Sydney looks as confused as me. I’m starting to ask for clarification when a cheerful tune plays and Gretchen pulls out her phone.

“Oh, that’s my daughter.” Now she’s up and moving, collecting her bag in one hand as she holds her phone in the other. I wave for her to leave her empty cup for us to recycle.

To Sydney, she says, “It was nice to meet you,” and to me, “See you at the house.”

Then she’s going, answering her phone as she walks away.

Sydney leans back in her chair and gives me a serious look. “He’s definitely a cannibal.”

SEVENTEEN Claire

Time continues to pass too quickly. On day twenty-two, I’m surprised when my watch vibrates while I’m grading quizzes in my room. After realizing how much free time I had—even Shane cannot fuck constantly—I found a side gig. Now I’m instructing summer sessions of anatomy and physiology online for the local community college. Since I stepped in to take over for a teacher who had to quit unexpectedly, the lessons are already created.
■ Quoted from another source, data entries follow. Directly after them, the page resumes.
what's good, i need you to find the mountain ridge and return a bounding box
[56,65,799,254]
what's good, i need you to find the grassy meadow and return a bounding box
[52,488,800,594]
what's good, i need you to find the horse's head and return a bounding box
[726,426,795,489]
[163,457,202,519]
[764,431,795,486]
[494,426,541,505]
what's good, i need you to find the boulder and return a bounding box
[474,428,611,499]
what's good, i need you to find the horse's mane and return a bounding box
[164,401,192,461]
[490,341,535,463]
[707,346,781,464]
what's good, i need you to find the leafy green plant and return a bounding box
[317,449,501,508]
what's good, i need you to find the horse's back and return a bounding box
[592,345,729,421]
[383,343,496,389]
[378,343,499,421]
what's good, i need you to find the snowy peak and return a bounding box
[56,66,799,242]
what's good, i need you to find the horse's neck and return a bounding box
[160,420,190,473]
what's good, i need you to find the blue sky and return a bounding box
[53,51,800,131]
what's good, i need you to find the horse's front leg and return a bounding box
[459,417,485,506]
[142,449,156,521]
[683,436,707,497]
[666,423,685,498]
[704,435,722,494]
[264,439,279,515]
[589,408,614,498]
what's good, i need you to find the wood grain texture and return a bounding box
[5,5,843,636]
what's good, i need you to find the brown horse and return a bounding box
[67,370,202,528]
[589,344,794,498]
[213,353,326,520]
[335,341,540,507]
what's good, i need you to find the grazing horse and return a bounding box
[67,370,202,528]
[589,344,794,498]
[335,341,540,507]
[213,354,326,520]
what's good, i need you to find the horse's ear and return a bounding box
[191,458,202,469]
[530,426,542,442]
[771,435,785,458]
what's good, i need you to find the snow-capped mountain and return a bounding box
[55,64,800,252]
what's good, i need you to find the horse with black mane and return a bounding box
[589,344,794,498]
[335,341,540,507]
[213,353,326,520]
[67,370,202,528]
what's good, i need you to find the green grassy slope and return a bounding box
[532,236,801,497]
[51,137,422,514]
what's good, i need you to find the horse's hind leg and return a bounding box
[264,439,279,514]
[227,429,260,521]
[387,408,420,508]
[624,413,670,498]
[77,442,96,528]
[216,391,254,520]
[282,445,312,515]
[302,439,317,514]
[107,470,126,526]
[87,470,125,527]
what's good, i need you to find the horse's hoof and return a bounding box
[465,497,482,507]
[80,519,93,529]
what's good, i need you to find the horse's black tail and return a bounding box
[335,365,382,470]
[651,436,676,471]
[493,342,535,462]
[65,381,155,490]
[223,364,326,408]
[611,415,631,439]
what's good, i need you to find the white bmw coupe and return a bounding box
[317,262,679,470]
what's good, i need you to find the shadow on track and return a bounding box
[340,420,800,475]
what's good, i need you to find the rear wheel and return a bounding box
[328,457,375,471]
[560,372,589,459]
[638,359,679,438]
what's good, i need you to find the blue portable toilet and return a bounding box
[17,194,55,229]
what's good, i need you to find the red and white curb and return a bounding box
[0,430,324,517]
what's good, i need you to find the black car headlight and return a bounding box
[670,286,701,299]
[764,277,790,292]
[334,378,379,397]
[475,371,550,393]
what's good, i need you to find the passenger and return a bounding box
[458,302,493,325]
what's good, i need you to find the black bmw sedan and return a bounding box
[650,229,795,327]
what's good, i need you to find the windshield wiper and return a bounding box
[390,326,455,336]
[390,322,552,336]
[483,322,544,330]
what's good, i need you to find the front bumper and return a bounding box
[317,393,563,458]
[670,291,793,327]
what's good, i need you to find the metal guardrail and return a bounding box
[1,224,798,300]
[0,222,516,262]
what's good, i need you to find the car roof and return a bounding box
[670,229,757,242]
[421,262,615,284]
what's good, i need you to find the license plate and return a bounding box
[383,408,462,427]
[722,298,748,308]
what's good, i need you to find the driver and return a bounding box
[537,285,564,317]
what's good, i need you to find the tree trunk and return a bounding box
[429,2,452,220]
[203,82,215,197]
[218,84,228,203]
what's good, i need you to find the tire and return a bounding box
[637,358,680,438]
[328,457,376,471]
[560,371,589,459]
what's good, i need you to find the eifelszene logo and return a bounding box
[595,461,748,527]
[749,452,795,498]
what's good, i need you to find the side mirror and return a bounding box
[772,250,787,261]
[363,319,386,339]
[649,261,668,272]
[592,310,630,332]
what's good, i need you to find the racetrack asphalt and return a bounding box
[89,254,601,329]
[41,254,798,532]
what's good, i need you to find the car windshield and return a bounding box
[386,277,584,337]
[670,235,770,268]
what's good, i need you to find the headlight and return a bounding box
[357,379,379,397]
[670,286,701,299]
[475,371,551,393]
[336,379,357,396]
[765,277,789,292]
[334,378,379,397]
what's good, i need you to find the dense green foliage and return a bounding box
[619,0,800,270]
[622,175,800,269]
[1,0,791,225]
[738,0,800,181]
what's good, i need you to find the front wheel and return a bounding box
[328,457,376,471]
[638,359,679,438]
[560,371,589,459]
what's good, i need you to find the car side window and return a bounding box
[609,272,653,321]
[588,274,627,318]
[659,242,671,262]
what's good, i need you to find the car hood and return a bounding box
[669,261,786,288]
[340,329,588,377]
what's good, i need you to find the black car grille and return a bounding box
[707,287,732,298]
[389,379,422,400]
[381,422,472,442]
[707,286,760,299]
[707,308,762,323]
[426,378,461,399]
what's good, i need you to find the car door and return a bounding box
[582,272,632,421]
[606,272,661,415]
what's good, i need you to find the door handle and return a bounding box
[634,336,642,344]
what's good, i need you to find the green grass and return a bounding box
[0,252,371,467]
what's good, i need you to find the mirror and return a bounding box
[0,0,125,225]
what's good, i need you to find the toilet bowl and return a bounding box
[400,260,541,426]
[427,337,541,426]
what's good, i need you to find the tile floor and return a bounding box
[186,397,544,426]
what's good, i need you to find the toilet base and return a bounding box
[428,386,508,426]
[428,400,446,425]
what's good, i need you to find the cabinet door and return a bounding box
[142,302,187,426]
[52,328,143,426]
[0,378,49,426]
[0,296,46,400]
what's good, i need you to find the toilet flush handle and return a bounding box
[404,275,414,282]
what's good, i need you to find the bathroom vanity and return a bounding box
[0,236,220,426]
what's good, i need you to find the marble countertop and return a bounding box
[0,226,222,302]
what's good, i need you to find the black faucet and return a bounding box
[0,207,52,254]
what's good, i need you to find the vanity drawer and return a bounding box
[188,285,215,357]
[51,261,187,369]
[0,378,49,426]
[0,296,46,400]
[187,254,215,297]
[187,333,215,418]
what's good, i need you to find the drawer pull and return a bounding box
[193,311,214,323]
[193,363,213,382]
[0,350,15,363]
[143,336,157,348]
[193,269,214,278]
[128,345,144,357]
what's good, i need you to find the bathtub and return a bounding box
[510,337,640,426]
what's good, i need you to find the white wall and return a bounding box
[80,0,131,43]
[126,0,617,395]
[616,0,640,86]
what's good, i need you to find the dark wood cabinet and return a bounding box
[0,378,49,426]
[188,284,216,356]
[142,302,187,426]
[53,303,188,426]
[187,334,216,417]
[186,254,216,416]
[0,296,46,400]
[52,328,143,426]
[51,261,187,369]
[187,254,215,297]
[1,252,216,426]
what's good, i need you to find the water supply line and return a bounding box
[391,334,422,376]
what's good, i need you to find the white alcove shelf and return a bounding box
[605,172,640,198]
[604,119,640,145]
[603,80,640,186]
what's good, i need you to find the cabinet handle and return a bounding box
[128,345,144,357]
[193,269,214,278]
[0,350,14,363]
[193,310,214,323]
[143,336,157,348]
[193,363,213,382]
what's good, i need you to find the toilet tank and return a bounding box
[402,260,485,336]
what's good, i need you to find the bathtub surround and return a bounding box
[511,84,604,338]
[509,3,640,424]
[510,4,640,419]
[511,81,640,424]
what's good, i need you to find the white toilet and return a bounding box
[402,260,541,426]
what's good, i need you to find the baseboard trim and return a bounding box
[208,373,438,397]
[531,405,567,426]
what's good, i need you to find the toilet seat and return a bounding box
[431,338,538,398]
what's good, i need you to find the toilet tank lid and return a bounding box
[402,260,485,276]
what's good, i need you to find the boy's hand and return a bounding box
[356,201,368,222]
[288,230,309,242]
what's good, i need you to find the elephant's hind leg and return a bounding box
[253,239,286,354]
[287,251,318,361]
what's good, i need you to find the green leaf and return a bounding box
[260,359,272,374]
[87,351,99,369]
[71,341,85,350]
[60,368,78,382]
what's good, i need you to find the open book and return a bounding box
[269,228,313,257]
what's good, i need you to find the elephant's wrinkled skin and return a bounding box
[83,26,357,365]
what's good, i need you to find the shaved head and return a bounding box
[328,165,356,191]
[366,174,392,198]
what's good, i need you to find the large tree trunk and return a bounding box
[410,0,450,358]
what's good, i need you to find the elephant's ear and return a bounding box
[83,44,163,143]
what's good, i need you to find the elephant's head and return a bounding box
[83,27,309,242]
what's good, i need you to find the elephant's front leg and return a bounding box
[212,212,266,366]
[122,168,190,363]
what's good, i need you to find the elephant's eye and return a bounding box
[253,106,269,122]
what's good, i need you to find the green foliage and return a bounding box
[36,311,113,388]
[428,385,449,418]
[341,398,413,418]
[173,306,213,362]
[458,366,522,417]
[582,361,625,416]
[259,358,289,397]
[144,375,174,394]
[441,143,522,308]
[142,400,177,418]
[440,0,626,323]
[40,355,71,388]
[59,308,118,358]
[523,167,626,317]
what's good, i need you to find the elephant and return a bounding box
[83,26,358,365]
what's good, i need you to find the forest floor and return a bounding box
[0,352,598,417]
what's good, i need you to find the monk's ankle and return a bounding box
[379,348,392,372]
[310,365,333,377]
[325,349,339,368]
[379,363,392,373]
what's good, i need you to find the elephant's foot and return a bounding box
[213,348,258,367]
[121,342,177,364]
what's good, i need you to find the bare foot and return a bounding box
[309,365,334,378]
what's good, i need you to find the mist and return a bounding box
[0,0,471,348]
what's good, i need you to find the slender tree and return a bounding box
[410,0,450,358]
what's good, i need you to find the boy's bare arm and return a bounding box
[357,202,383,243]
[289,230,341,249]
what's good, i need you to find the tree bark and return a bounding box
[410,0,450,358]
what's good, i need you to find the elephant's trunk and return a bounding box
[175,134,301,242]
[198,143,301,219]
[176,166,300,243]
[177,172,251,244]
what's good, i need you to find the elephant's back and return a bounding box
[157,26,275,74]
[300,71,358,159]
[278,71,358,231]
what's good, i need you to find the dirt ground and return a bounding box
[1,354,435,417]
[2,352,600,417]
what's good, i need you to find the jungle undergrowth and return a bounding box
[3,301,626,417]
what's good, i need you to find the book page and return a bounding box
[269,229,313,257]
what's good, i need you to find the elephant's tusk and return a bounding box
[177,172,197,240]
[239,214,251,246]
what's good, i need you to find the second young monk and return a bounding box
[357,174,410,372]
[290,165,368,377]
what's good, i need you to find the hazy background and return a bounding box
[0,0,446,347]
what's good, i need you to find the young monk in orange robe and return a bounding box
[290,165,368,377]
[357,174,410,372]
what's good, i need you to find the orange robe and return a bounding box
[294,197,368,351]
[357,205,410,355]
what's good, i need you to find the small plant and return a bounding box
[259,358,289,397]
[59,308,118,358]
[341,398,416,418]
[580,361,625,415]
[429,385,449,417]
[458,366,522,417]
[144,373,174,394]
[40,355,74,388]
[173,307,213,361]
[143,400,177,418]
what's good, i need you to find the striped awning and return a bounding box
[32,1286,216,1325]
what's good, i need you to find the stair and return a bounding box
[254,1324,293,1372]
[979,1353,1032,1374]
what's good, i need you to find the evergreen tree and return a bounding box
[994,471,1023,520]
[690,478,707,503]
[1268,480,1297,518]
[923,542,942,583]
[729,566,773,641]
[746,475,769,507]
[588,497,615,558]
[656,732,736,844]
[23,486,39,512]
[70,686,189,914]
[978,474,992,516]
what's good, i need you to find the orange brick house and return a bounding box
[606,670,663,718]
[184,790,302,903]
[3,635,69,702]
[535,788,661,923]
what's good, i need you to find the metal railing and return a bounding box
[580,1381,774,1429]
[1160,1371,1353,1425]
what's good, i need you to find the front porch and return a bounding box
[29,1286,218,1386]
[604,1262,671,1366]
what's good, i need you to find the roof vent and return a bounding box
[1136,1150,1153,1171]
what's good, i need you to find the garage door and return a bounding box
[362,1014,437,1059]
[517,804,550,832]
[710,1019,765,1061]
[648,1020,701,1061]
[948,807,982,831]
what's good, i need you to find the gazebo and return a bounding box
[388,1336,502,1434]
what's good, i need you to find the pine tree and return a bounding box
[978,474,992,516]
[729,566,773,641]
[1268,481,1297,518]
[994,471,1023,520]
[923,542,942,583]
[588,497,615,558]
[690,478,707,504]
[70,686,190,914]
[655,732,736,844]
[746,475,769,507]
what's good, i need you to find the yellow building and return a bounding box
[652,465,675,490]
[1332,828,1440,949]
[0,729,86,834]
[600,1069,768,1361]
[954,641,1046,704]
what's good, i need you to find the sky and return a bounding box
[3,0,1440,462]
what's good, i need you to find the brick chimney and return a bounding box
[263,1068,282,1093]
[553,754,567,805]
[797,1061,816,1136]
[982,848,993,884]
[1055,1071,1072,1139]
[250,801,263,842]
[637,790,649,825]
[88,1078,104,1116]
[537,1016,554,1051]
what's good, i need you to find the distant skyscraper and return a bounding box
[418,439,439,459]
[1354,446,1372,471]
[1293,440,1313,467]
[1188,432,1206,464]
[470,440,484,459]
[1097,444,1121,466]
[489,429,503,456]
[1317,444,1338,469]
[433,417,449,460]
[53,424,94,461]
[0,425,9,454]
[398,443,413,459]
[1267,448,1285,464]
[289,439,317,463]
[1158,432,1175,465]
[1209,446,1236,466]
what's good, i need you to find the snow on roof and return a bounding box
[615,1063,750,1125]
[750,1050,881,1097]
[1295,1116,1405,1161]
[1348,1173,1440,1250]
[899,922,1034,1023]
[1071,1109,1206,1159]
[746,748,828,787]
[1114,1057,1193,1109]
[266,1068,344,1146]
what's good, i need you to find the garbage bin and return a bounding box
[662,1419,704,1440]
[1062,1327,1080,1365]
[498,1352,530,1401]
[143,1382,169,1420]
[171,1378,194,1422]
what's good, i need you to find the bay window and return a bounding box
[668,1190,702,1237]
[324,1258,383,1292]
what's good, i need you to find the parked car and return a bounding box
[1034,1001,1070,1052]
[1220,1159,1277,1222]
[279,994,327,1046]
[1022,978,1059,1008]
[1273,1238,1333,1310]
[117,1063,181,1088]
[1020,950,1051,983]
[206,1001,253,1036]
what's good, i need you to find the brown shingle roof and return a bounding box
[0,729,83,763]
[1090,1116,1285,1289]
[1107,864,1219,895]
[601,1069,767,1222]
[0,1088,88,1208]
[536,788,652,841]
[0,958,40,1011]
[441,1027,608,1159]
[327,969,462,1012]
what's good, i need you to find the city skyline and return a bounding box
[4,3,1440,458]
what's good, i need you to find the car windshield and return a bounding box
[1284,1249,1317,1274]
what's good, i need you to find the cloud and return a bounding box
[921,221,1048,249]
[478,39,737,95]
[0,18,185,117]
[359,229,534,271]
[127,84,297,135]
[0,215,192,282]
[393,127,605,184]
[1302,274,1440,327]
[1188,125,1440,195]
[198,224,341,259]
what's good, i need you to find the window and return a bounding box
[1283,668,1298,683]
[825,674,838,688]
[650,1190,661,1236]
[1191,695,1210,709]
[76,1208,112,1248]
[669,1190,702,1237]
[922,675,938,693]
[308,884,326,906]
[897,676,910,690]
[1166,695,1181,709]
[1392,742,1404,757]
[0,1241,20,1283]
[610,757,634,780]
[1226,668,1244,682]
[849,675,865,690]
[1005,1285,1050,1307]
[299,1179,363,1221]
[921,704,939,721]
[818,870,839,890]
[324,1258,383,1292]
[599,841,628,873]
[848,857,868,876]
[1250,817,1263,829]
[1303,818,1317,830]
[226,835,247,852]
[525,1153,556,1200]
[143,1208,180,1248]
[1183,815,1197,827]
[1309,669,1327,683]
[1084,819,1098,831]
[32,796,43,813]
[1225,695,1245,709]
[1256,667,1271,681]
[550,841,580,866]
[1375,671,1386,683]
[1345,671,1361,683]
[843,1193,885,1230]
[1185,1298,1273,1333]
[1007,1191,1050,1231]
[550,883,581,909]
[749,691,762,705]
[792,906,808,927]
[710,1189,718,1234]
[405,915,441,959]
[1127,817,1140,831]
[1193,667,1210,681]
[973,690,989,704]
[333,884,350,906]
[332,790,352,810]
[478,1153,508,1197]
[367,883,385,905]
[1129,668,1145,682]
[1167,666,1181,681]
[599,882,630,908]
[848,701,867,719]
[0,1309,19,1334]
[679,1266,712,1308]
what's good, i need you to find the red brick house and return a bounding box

All I have to do is answer questions and grade assignments. Tedious but not difficult.

This is the first time Shane’s summoned me before getting home from work. He gives me a five-minute head start, which has me tearing from the house without even turning off my computer. His SUV is coming down the driveway as I sprint across the yard. The clouds are low, a storm about to roll in. That explains the urgency, the cloud of dust behind his SUV.